Durante décadas, los biólogos se han preguntado por qué los humanos poseen un mentón único, una protuberancia ósea que no se encuentra en ningún otro primate. Una nueva investigación sugiere que esta característica definitoria del Homo sapiens no evolucionó con un propósito específico, sino más bien como un subproducto de otros cambios evolutivos. El estudio, publicado en PLOS One, reconsidera la suposición arraigada de que cada rasgo debe ser moldeado directamente por la selección natural.
El misterio del mentón
El mentón humano es una proyección ósea distinta de la mandíbula inferior. Si bien se ha utilizado como marcador clave para identificar a los humanos modernos, su función sigue sin estar clara. Las teorías anteriores iban desde reducir la tensión de la mandíbula durante la masticación hasta desempeñar un papel en la selección sexual o ayudar en la formación del habla. Sin embargo, ninguno explica completamente por qué este rasgo evolucionó sólo en nuestra especie.

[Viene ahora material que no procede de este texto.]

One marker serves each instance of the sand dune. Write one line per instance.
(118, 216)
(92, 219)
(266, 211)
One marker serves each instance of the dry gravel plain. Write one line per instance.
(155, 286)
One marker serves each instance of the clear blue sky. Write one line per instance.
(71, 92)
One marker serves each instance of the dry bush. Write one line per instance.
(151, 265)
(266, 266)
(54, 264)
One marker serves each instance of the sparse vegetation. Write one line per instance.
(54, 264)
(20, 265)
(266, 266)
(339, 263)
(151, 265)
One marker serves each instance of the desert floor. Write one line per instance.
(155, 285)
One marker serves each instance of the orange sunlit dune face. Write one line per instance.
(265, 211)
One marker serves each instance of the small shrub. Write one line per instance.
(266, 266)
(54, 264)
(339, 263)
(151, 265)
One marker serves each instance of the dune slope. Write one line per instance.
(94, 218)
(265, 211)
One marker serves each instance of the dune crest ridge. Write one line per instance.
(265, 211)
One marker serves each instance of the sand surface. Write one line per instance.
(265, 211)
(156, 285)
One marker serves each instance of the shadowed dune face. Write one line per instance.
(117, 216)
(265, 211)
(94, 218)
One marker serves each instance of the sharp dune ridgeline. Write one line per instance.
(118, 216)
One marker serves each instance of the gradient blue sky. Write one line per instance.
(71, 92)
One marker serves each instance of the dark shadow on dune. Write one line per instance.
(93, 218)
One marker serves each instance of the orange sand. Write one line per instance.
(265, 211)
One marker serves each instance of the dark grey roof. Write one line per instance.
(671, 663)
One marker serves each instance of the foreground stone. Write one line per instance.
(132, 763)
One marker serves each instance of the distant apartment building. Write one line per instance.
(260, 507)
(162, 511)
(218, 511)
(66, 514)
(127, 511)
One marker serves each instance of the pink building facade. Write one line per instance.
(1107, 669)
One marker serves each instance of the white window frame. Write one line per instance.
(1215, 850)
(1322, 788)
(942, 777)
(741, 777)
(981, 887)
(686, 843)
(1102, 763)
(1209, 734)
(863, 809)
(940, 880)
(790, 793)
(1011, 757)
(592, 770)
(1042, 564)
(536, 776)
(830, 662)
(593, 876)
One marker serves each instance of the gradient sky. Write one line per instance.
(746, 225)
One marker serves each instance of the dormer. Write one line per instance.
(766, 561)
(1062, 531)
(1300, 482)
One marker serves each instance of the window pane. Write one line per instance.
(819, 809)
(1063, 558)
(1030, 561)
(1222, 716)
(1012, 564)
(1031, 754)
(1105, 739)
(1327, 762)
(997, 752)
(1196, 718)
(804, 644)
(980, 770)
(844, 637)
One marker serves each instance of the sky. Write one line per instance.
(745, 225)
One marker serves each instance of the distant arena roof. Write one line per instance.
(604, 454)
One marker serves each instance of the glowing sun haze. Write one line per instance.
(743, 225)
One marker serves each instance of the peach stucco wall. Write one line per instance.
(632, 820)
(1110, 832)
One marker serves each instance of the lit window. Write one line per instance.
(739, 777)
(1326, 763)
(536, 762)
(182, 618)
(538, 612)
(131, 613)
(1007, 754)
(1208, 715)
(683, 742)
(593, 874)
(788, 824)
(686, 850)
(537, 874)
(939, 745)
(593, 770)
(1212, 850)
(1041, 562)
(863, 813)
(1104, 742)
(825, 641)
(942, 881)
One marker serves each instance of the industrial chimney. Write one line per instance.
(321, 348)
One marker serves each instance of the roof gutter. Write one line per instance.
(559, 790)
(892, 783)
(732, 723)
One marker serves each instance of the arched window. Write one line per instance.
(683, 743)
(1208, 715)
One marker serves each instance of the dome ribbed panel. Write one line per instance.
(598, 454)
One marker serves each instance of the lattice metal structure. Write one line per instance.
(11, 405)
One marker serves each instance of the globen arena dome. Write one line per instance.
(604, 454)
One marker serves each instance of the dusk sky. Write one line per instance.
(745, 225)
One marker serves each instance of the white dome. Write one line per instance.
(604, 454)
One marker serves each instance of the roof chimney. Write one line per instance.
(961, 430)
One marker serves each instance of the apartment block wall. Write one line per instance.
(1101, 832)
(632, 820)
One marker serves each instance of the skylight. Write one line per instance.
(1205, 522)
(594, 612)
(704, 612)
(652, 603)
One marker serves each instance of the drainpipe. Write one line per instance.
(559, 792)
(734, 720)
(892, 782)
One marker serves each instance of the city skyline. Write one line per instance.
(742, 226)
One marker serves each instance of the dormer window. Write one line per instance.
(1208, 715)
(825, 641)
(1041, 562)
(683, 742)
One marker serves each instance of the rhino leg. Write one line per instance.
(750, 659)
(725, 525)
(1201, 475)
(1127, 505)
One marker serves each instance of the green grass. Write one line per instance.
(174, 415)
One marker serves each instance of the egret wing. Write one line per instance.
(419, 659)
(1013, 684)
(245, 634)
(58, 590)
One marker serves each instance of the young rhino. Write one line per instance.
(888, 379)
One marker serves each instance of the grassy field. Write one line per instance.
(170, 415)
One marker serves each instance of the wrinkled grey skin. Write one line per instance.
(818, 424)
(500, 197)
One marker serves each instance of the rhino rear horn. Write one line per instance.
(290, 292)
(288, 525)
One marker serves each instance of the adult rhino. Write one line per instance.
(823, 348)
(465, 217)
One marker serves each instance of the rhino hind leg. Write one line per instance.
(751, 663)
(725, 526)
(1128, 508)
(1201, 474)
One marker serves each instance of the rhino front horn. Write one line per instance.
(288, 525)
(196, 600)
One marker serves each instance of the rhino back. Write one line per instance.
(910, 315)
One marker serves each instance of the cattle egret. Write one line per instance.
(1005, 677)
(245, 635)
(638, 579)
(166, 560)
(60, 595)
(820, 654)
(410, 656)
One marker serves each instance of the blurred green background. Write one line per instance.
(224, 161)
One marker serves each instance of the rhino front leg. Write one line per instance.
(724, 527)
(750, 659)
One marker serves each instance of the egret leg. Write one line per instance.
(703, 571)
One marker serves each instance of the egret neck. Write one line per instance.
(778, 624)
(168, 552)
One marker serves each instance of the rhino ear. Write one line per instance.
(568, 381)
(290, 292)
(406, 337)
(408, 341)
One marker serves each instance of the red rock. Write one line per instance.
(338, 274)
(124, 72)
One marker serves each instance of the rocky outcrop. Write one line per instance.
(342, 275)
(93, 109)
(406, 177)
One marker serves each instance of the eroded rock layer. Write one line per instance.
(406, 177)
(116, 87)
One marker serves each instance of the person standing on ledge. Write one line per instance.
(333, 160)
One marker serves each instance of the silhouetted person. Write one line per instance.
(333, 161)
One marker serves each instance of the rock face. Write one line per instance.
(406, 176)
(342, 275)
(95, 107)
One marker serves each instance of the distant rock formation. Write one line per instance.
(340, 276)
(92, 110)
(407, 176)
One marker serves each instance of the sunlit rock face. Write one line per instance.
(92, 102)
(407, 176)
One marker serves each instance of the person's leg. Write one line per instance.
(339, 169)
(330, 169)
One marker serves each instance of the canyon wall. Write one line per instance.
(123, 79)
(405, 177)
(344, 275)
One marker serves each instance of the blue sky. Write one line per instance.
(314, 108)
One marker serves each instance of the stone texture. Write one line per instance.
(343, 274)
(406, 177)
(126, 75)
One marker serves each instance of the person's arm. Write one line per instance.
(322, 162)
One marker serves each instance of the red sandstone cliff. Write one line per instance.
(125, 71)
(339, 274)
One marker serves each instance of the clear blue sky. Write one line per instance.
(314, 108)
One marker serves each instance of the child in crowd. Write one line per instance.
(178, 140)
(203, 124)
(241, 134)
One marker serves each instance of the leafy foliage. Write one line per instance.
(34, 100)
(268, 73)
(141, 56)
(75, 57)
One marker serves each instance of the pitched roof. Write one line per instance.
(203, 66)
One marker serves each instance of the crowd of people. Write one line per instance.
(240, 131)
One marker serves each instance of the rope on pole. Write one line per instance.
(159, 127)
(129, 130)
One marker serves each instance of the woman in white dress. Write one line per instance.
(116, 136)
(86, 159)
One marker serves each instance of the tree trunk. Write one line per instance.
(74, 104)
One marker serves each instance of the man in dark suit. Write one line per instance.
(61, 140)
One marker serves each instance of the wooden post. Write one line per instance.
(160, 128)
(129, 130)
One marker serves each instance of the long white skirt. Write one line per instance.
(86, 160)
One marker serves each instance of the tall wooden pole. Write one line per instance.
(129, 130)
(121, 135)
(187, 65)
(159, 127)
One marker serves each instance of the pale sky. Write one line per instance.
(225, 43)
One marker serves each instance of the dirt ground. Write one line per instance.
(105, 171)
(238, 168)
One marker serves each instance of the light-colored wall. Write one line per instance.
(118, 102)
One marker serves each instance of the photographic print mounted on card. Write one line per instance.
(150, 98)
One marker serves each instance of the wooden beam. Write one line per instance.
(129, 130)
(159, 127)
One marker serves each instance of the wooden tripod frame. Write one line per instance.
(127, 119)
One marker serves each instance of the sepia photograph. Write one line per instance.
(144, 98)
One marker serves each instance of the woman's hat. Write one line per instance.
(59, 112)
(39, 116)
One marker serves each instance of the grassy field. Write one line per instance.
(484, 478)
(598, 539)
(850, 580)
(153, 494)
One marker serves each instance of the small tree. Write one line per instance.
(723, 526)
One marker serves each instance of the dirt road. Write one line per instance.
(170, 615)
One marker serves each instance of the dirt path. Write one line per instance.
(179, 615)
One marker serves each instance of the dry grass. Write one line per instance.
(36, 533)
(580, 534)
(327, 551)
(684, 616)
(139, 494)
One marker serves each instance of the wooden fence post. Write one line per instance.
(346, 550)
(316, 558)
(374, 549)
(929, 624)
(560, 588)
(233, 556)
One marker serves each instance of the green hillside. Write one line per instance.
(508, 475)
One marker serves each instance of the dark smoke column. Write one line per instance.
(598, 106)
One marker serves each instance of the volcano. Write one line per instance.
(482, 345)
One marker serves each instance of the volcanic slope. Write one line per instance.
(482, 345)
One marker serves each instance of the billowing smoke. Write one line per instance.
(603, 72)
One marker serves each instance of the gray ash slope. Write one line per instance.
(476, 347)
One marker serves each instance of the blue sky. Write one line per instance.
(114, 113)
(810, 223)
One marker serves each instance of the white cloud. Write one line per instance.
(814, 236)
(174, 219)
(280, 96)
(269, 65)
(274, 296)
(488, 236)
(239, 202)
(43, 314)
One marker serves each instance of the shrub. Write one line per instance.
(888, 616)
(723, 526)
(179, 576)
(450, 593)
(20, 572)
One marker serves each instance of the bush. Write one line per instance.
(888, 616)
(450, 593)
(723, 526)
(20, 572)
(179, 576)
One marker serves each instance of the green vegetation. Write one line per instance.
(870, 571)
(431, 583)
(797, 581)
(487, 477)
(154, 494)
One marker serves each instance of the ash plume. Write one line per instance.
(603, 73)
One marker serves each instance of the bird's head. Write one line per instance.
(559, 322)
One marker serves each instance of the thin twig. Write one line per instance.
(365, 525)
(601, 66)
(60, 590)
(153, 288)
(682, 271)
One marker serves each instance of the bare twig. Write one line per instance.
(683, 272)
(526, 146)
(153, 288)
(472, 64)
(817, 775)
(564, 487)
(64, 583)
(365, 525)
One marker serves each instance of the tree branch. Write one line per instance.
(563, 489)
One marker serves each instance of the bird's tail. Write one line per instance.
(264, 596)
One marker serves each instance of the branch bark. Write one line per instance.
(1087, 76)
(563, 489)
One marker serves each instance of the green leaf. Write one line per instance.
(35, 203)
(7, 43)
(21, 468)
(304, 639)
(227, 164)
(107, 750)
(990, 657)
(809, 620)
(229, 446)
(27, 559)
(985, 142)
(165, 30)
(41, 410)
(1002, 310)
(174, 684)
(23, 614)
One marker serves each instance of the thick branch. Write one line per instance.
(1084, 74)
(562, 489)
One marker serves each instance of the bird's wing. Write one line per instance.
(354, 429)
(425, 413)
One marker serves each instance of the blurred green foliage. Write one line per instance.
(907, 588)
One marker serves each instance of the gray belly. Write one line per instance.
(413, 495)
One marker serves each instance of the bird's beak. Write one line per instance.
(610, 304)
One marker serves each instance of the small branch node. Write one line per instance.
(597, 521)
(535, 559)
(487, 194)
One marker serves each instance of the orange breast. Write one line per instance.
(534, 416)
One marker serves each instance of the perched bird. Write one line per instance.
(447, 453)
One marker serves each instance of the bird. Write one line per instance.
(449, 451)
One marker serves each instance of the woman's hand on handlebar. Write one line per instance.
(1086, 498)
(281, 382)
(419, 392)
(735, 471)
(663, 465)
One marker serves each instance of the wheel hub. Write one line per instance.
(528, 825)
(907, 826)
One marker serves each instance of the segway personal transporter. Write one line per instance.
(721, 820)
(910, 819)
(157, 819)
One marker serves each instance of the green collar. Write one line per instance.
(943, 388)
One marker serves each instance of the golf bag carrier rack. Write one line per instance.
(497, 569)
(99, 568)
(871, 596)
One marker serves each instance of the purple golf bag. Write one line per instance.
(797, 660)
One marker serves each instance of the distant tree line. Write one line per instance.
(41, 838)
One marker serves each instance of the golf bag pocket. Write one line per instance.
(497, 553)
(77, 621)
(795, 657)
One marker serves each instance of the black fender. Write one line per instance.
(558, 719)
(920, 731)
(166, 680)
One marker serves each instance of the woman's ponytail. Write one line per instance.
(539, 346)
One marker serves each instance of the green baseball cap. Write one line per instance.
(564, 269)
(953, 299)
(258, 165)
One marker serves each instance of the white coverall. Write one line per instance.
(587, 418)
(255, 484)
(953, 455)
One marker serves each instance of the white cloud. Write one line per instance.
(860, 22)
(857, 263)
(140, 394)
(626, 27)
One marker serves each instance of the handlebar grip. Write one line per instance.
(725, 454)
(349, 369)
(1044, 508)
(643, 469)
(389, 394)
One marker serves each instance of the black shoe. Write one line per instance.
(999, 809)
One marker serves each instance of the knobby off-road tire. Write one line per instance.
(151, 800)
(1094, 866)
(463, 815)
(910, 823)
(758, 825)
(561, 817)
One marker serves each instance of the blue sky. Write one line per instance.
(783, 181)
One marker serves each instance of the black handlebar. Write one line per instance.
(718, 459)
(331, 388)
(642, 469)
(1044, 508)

Analizando calaveras para descubrir la verdad
Investigadores dirigidos por Noreen von Cramon-Taubadel de la Universidad de Buffalo analizaron 532 cráneos de humanos y de otras 14 especies de simios, incluidos chimpancés, bonobos y gorilas. Al mapear las distancias anatómicas a través de la cabeza y la mandíbula en un árbol evolutivo, probaron si los rasgos relacionados con el mentón fueron moldeados por selección directa o por deriva aleatoria.
Los hallazgos: un efecto secundario de la evolución
El análisis reveló que sólo tres de los nueve rasgos relacionados con el mentón mostraban evidencia de selección directa. Los seis restantes parecen ser subproductos evolutivos: rasgos que surgieron incidentalmente cuando el cráneo y la mandíbula sufrieron otros cambios. Cuando nuestros antepasados adoptaron una postura erguida, sus cráneos se flexionaron y sus rostros se ocultaron debajo del cráneo. Al mismo tiempo, el tamaño del cerebro aumentó y los cambios en la dieta redujeron la necesidad de mandíbulas poderosas y dientes grandes. Estos cambios provocaron que la mandíbula superior retrocediera, dejando que la mandíbula inferior se proyectara hacia adelante, lo que dio lugar a los primeros mentones.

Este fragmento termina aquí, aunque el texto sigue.